Published in Cell host & microbe - 16 Dec 2020

Ku MW, Bourgine M, Authié P, Lopez J, Nemirov K, Moncoq F, Noirat A, Vesin B, Nevo F, Blanc C, Souque P, Tabbal H, Simon E, Hardy D, Le Dudal M, Guinet F, Fiette L, Mouquet H, Anna F, Martin A, Escriou N, Majlessi L, Charneau P,

Link to Pubmed [PMID] – 33357418

Cell Host Microbe 2021 Feb 10;29(2):236-249:

To develop a vaccine candidate against coronavirus disease 2019 (COVID-19), we generated a lentiviral vector (LV) eliciting neutralizing antibodies against the Spike glycoprotein of SARS-CoV-2. Systemic vaccination by this vector in mice, in which the expression of the SARS-CoV-2 receptor hACE2 has been induced by transduction of respiratory tract cells by an adenoviral vector, confers only partial protection despite high levels of serum neutralizing activity.

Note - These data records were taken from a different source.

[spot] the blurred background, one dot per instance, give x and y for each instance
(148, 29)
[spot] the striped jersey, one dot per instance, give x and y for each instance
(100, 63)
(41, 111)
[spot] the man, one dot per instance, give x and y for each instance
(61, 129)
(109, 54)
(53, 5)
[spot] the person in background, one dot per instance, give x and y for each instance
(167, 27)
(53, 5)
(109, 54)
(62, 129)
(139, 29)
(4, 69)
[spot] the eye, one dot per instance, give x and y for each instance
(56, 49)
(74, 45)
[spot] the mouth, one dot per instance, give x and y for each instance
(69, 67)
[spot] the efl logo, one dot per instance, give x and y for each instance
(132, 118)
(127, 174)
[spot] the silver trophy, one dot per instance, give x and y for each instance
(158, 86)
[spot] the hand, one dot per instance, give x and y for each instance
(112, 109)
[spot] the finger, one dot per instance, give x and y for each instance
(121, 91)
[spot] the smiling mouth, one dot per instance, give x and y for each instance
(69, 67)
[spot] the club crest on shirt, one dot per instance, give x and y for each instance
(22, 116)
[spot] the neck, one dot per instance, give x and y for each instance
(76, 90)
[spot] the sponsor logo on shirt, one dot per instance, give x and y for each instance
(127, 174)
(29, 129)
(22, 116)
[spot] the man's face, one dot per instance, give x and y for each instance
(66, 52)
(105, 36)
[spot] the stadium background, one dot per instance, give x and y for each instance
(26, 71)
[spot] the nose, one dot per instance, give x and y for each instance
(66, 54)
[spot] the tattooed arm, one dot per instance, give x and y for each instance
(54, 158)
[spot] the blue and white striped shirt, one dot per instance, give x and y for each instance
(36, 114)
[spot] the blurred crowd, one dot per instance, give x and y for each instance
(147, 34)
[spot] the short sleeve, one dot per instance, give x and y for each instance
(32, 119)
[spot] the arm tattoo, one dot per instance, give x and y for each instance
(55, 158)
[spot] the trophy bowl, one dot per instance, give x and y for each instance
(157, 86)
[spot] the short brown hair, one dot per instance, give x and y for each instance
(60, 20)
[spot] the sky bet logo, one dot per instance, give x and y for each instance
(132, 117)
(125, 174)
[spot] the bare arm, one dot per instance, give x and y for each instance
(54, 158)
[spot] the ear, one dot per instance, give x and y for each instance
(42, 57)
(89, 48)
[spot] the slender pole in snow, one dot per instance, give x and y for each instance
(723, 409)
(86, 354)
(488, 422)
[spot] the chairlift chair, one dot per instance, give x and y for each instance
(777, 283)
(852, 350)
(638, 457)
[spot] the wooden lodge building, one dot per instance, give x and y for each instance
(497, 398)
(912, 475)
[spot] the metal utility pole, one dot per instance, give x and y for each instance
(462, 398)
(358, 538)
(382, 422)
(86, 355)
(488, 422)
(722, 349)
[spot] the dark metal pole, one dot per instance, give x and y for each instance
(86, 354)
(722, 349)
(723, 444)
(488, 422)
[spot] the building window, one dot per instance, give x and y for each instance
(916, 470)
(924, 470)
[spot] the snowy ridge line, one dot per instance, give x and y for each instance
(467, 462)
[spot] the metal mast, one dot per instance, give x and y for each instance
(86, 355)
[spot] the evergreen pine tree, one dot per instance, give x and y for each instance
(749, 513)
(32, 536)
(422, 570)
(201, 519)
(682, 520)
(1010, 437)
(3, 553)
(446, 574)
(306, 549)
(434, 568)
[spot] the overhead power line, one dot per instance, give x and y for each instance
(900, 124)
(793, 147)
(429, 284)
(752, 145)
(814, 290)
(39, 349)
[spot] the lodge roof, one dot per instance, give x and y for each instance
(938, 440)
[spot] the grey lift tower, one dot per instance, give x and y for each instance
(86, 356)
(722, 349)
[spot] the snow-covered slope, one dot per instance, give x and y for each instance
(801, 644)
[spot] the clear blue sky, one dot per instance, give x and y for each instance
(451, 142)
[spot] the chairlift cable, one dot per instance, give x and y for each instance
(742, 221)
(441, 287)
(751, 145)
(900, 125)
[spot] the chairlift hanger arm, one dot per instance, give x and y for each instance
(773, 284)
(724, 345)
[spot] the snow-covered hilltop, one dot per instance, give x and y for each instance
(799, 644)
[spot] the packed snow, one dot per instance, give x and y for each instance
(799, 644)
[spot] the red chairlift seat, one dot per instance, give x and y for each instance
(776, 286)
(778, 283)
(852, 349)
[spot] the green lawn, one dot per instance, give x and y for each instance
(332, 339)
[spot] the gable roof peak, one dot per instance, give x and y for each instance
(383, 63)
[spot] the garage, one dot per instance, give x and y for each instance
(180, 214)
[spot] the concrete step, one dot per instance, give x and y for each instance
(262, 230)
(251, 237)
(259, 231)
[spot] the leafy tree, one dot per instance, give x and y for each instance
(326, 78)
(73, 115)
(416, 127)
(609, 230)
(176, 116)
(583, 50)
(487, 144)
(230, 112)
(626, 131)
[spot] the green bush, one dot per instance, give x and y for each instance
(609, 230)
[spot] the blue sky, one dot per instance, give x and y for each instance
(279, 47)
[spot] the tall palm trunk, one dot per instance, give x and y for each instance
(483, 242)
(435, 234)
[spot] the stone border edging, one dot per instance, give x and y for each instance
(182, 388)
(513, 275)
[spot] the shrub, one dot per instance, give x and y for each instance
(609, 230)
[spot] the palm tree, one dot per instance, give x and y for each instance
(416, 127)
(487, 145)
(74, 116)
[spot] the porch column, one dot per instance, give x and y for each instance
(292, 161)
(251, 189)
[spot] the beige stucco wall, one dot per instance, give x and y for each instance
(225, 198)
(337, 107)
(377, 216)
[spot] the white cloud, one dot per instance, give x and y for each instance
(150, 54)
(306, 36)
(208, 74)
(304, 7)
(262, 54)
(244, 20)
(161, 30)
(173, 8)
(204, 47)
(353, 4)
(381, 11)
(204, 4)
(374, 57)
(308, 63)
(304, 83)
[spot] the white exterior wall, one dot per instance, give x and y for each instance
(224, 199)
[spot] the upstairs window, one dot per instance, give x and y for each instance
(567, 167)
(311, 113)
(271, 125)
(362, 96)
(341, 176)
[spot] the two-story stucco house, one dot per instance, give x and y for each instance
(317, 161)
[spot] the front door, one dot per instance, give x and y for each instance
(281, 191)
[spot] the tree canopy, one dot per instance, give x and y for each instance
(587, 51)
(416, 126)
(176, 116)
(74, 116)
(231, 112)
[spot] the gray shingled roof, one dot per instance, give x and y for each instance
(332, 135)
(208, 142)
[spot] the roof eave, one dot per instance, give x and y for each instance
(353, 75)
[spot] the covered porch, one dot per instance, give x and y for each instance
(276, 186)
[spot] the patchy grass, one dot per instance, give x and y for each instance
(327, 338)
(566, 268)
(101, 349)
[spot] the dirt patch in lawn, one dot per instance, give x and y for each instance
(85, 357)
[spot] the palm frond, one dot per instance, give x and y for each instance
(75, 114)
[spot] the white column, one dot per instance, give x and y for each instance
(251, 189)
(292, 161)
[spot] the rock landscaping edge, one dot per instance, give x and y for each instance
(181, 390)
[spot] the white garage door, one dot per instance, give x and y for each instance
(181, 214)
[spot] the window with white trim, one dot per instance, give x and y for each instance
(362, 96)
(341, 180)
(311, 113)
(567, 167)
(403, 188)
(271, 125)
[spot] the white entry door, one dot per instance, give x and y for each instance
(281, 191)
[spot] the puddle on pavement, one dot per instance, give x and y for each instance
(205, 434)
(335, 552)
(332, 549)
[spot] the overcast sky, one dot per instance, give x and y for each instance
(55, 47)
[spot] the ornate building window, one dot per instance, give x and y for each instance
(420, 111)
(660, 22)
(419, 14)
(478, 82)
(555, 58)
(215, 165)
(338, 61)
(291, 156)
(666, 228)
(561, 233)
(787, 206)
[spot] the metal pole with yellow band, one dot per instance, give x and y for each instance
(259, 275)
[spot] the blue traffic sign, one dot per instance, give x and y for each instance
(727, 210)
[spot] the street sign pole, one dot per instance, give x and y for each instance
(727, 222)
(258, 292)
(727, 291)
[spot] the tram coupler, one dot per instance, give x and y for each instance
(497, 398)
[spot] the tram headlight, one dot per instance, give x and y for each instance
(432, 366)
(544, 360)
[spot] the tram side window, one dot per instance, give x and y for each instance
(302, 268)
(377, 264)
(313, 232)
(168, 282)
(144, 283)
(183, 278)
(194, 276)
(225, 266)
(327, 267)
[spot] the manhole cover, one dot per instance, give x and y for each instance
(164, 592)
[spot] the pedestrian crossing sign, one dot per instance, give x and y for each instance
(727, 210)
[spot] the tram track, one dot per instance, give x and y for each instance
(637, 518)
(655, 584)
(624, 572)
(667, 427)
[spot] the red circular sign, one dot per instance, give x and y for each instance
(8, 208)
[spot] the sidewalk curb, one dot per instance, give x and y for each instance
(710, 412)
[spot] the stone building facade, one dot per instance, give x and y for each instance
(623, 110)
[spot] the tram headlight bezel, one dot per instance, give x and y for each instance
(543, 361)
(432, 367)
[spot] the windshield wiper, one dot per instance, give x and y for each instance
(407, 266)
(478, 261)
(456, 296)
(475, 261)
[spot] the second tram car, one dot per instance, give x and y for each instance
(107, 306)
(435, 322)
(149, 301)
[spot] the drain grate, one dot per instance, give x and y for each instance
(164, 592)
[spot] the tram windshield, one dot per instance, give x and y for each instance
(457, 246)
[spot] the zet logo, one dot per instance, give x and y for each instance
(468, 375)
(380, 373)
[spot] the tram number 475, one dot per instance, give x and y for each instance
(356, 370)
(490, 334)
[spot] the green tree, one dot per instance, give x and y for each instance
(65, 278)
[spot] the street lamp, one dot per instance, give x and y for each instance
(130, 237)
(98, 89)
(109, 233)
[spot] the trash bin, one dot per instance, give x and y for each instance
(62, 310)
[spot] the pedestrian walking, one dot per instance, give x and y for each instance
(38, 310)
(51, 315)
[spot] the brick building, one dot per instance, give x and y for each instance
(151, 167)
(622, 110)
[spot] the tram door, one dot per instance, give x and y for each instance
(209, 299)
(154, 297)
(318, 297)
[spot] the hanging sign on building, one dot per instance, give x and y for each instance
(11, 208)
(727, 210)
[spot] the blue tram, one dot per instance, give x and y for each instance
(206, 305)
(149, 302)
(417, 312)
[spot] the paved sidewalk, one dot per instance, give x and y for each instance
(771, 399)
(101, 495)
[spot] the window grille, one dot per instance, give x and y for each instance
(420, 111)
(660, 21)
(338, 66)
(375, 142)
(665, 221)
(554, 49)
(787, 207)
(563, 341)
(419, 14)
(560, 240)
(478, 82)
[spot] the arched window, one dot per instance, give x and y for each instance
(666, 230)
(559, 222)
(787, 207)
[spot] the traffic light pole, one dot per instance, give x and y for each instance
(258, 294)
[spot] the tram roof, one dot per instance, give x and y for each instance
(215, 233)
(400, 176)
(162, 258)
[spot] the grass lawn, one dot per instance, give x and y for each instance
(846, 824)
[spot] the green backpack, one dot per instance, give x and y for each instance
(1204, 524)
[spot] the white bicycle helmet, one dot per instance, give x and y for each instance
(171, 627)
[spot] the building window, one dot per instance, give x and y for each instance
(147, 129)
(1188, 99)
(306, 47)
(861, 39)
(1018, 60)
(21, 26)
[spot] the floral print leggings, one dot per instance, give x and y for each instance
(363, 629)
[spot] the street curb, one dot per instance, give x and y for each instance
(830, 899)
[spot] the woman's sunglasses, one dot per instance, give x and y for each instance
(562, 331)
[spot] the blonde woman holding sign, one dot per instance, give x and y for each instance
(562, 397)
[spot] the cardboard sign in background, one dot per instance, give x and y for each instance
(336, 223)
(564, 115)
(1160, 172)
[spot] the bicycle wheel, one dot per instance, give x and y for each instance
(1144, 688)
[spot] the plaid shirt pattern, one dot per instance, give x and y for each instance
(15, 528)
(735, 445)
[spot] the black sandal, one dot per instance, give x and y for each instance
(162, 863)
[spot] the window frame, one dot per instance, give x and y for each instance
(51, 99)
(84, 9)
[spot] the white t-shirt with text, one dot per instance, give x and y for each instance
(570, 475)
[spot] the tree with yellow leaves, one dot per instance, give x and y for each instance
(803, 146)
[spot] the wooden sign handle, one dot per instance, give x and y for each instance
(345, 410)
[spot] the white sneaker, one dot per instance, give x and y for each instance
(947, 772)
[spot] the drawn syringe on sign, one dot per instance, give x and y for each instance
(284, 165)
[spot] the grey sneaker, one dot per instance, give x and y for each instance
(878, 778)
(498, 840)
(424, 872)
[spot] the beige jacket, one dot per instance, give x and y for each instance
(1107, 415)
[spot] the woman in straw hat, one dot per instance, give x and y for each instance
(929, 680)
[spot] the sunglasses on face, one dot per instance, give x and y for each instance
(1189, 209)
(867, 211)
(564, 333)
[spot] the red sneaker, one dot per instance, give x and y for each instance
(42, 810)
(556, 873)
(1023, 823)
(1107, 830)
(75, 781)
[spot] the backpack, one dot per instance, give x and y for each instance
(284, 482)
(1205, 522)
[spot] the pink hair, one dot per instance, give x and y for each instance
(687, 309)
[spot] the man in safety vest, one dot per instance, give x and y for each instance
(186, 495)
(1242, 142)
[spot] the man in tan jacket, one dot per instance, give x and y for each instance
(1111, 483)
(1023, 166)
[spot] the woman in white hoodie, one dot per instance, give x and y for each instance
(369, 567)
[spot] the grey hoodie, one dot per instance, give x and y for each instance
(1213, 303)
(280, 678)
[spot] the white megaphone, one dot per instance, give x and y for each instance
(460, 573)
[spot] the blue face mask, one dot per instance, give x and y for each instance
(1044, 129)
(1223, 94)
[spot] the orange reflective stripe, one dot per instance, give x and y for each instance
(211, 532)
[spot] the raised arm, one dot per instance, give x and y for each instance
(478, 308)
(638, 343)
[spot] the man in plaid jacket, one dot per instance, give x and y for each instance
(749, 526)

However, eliciting an immune response in the respiratory tract through an intranasal boost results in a >3 log10 decrease in the lung viral loads and reduces local inflammation. Moreover, both integrative and non-integrative LV platforms display strong vaccine efficacy and inhibit lung deleterious injury in golden hamsters, which are naturally permissive to SARS-CoV-2 replication and closely mirror human COVID-19 physiopathology. Our results provide evidence of marked prophylactic effects of LV-based vaccination against SARS-CoV-2 and designate intranasal immunization as a powerful approach against COVID-19.